The Irvine Police Department is now the second law enforcement agency to deploy drones in Orange County. Laguna Beach Police Department launched their unmanned aircraft program earlier this year.
IPD emphasized respecting privacy rights of the Irvine community. Their policy states, “To the extent possible, any camera onboard a drone will be pointed away from occupied structures and uninvolved persons, and no pictures or recordings will be made during flight to and from an approved deployment location.” Additionally, their evidence will be retained according to the City and Public Safety policy. As such, images or video that have no evidentiary value will not be retained.
“The Irvine Police Department respects the privacy of all members of our community,” Irvine Police Lieutenant Bill Bingham said. “When developing proposed policies related to approved and prohibited uses, privacy, and data retention, we gave consideration to recommendations from civil liberty groups.”
The deployment guideline on City Council and police records listed two scenarios in which the drone could be deployed: static and dynamic.
A static situation is one where the UAS is deployed in a controlled environment in a manner that is considered non-intrusive to the general public. Police training, traffic collision investigations, and burglary responses are listed as static situations.
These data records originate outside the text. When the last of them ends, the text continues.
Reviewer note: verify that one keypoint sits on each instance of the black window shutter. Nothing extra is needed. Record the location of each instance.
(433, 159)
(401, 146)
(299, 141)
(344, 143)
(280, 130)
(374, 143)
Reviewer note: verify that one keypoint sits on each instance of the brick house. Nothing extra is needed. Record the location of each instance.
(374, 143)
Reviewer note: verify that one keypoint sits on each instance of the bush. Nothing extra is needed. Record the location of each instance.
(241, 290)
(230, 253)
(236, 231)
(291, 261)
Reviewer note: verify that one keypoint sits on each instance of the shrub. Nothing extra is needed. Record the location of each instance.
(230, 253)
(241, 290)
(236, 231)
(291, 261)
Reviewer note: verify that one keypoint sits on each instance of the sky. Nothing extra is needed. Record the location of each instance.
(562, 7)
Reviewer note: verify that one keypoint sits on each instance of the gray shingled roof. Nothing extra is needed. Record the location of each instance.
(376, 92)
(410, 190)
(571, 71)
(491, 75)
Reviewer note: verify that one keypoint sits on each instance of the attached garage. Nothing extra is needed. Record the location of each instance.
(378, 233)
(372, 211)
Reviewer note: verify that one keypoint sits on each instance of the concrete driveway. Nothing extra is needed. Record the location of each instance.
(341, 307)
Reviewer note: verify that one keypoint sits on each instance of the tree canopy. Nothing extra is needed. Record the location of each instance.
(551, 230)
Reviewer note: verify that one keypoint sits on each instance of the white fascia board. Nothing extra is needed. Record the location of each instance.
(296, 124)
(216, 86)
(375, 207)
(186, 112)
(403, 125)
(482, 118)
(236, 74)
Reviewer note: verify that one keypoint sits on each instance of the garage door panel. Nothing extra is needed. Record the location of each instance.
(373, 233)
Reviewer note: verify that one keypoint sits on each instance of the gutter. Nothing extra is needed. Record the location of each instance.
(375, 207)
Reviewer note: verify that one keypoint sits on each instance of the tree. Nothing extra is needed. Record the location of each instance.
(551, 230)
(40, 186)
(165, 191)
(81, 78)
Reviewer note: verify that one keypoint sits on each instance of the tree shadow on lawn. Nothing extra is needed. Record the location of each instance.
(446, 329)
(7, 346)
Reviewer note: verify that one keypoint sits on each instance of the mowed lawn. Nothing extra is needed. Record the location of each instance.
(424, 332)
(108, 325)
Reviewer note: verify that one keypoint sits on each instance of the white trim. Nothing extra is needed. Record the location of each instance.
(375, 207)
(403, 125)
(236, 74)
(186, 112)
A dynamic situation involves drone flight in a less stable situation where there may be imminent danger, threat to life, or bodily injury. Special Weapons and Tactics (SWAT) operations, high risk warrant service, and weapons search are considered dynamic situations. The area in which dynamic operations take place may not be fully secured by police personnel.
Irvine does not regulate drone operations in the city. However, drone operators and pilots must abide by regulations set by the Federal Aviation Administration (FAA). The Irvine Police Department will adhere to all FAA flight regulations and obtain proper authorization for flight.
A May 28 article by the Center for the Study of the Drone at Bard College stated that over 910 police, fire, and emergency rescue agencies in the United States own drones. In the state of California alone, 58 public safety agencies run drone programs. Unmanned aircraft has been increasingly deployed by state and local law enforcement operations nationwide, and drone ownership in public safety agencies has increased by 82 percent since 2017. The U.S. Department of Justice has estimated drone operational costs to be much lower than that of typical manned aircrafts used in law enforcement. At present, over twice as many U.S. agencies own drones compared to manned aircraft.